- Born: 1925
- Died: 23 June 2014 (aged 89) Chennai, Tamil Nadu, India
- Occupation: film director
- Children: 3

= I. N. Murthy =

Indian film director

I. N. Murthy was an Indian film director, known for his spy thrillers, featuring actor Jaishankar in the 1970s.

==Film career==
Murthy came to Chennai in the early 1950s and worked with directors like Soundararajan Ayyangar, V. Nagayya and T. R. Ramanna. He collaborated with N. T. Rama Rao as the executive director of ‘Seetarama Kalyanam’, an award-winning feature.

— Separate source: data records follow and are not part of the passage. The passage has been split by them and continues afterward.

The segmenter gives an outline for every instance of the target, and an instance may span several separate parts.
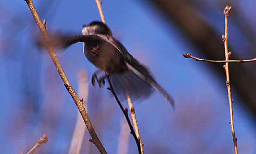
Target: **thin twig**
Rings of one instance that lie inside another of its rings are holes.
[[[40,138],[40,140],[37,142],[36,143],[34,147],[27,153],[27,154],[32,154],[33,152],[35,151],[39,147],[42,145],[43,143],[45,143],[48,141],[48,138],[47,138],[46,134],[43,135],[42,137]]]
[[[87,76],[85,70],[82,70],[78,73],[78,95],[81,98],[85,98],[83,99],[84,106],[85,110],[87,110],[87,99],[89,91],[89,83],[87,80]],[[86,128],[83,120],[79,112],[77,111],[76,123],[74,127],[68,154],[80,154],[86,129]],[[88,144],[86,145],[88,145]]]
[[[128,154],[128,147],[130,134],[129,127],[124,117],[121,118],[120,133],[118,136],[118,144],[116,154]]]
[[[129,118],[129,117],[128,116],[128,109],[127,108],[125,108],[125,110],[123,108],[123,107],[122,105],[121,102],[120,102],[120,101],[118,99],[118,97],[117,97],[117,95],[116,95],[116,93],[115,93],[115,90],[114,90],[112,84],[111,83],[111,81],[110,81],[110,78],[109,78],[109,74],[108,74],[108,73],[107,70],[106,66],[105,66],[104,65],[104,63],[102,62],[102,59],[101,57],[101,55],[99,55],[99,58],[101,61],[101,65],[102,66],[103,69],[105,71],[105,74],[106,75],[106,76],[107,76],[107,78],[108,79],[108,83],[109,84],[110,87],[108,87],[108,89],[110,90],[111,92],[112,92],[113,95],[114,96],[115,98],[115,100],[116,100],[116,101],[117,102],[117,104],[118,104],[118,105],[119,105],[119,107],[120,107],[120,108],[121,108],[121,110],[122,111],[123,114],[124,114],[124,116],[125,116],[125,118],[126,118],[126,120],[127,121],[127,123],[128,123],[128,125],[129,125],[129,127],[130,127],[130,129],[131,130],[131,134],[132,134],[132,135],[133,135],[134,138],[134,139],[135,140],[135,141],[136,142],[136,143],[137,144],[137,147],[138,147],[138,150],[139,151],[139,154],[141,154],[141,149],[140,142],[140,141],[139,141],[139,139],[136,136],[136,134],[135,133],[135,132],[133,129],[133,126],[132,125],[132,123],[131,123],[131,121]]]
[[[223,39],[224,40],[224,39]],[[256,61],[256,58],[254,58],[253,59],[245,59],[245,60],[226,60],[226,61],[215,61],[215,60],[210,60],[208,59],[201,59],[197,58],[195,57],[194,57],[192,56],[189,53],[183,54],[182,54],[183,56],[185,58],[190,58],[192,59],[195,59],[195,61],[196,62],[197,61],[204,61],[204,62],[217,62],[217,63],[224,63],[224,62],[255,62]]]
[[[102,12],[102,8],[101,7],[102,1],[101,0],[95,0],[95,2],[96,2],[96,4],[97,4],[97,6],[98,7],[98,9],[99,10],[99,12],[100,13],[100,16],[101,16],[101,21],[103,23],[106,24],[105,18],[104,17],[104,15]]]
[[[98,9],[99,9],[99,12],[100,12],[100,15],[101,16],[101,21],[103,23],[105,24],[106,22],[105,21],[105,18],[104,17],[103,13],[102,12],[102,9],[101,8],[102,1],[101,0],[99,1],[98,0],[95,0],[95,1],[96,2],[96,3],[97,4]],[[140,138],[137,138],[136,136],[136,134],[135,133],[135,132],[133,129],[133,126],[132,125],[132,123],[131,123],[131,121],[130,120],[130,119],[129,118],[129,117],[128,116],[127,108],[126,108],[125,110],[124,109],[123,106],[121,104],[121,103],[120,102],[120,101],[119,100],[119,99],[118,99],[118,98],[117,97],[117,95],[116,95],[116,93],[115,93],[115,90],[114,90],[113,87],[112,86],[112,84],[111,83],[111,81],[110,81],[110,78],[109,78],[109,74],[108,74],[108,73],[107,70],[107,68],[106,68],[106,66],[105,66],[104,65],[104,63],[102,62],[102,58],[101,55],[100,55],[99,58],[101,61],[101,65],[102,66],[103,69],[105,71],[105,74],[107,76],[108,80],[108,83],[109,84],[110,87],[108,87],[108,89],[109,90],[112,92],[113,95],[115,96],[115,100],[116,100],[116,101],[117,102],[118,105],[121,108],[121,110],[122,111],[123,113],[124,114],[124,116],[125,116],[125,118],[126,118],[126,120],[127,121],[127,123],[128,123],[128,125],[129,125],[129,127],[130,128],[130,129],[131,130],[131,134],[132,134],[132,135],[133,135],[134,138],[134,139],[135,140],[135,141],[136,142],[136,143],[137,144],[137,147],[138,147],[138,150],[139,151],[139,154],[141,154],[141,151],[143,151],[143,150],[141,150],[141,148]]]
[[[25,1],[27,4],[29,9],[30,9],[30,11],[34,17],[35,22],[38,26],[38,28],[41,31],[41,33],[42,33],[44,39],[46,41],[49,40],[49,36],[46,31],[46,27],[45,25],[45,23],[46,23],[46,21],[44,22],[44,24],[41,21],[41,19],[40,19],[40,18],[36,12],[32,0],[25,0]],[[87,129],[88,129],[89,133],[92,138],[92,139],[91,139],[89,141],[92,142],[96,146],[101,154],[107,154],[107,152],[105,150],[105,148],[103,147],[101,141],[98,138],[97,134],[95,132],[93,125],[90,121],[90,119],[89,119],[89,117],[87,115],[87,113],[84,108],[84,107],[83,106],[82,99],[79,99],[74,89],[72,87],[71,84],[67,80],[67,76],[66,76],[66,74],[61,68],[61,64],[59,62],[59,60],[57,58],[56,54],[54,49],[52,48],[49,47],[46,47],[46,48],[48,51],[48,53],[51,56],[52,60],[53,60],[57,70],[61,76],[61,80],[63,81],[64,86],[74,101],[74,102],[77,105],[82,117],[83,117],[84,121],[86,124]]]
[[[228,61],[229,58],[229,54],[228,50],[228,25],[229,21],[229,12],[230,12],[231,8],[231,6],[227,6],[225,8],[225,10],[224,10],[224,14],[225,14],[225,36],[224,37],[222,36],[222,38],[223,38],[223,40],[224,41],[224,47],[225,48],[225,57],[226,61]],[[235,153],[237,154],[238,153],[237,151],[237,145],[236,145],[236,141],[237,139],[236,138],[236,135],[235,134],[235,129],[234,128],[234,123],[233,122],[233,99],[231,98],[228,62],[226,62],[225,63],[225,70],[226,70],[226,76],[227,78],[227,81],[226,81],[226,83],[227,85],[227,87],[228,88],[229,103],[229,112],[230,115],[230,121],[229,123],[230,124],[230,126],[231,128],[231,131],[233,136],[233,142],[234,142],[234,147],[235,148]]]
[[[140,144],[141,145],[141,154],[144,154],[143,146],[144,143],[141,141],[141,135],[140,135],[140,131],[139,131],[139,127],[138,127],[138,123],[137,123],[137,119],[136,119],[136,115],[135,114],[135,110],[133,107],[133,103],[131,100],[131,97],[128,92],[126,92],[126,99],[127,99],[127,102],[128,103],[128,105],[129,106],[129,109],[130,109],[130,112],[131,113],[131,117],[132,117],[132,120],[133,120],[133,127],[135,130],[135,133],[137,136],[138,140],[140,141]]]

He introduced stars such as Srividya, Murali Mohan and Giri Babu.

==Partial filmography==

| Year | Film | Language | Notes |
|---|---|---|---|
| 1964 | Sabhash Suri | Telugu |  |
| 1968 | Sukha Dukhalu | Telugu |  |
| 1969 | Atthai Magal | Tamil |  |
| 1969 | Jagath Kiladeelu | Telugu |  |
| 1970 | Kannan Varuvan | Tamil |  |
| 1972 | Kadhalikka Vanga | Tamil |  |
| 1972 | Delhi To Madras | Tamil |  |
| 1972 | Varaverpu | Tamil |  |
| 1973 | Jagame Maya | Telugu |  |

==Personal life==
Murthy had three sons. He died on 23 June 2014.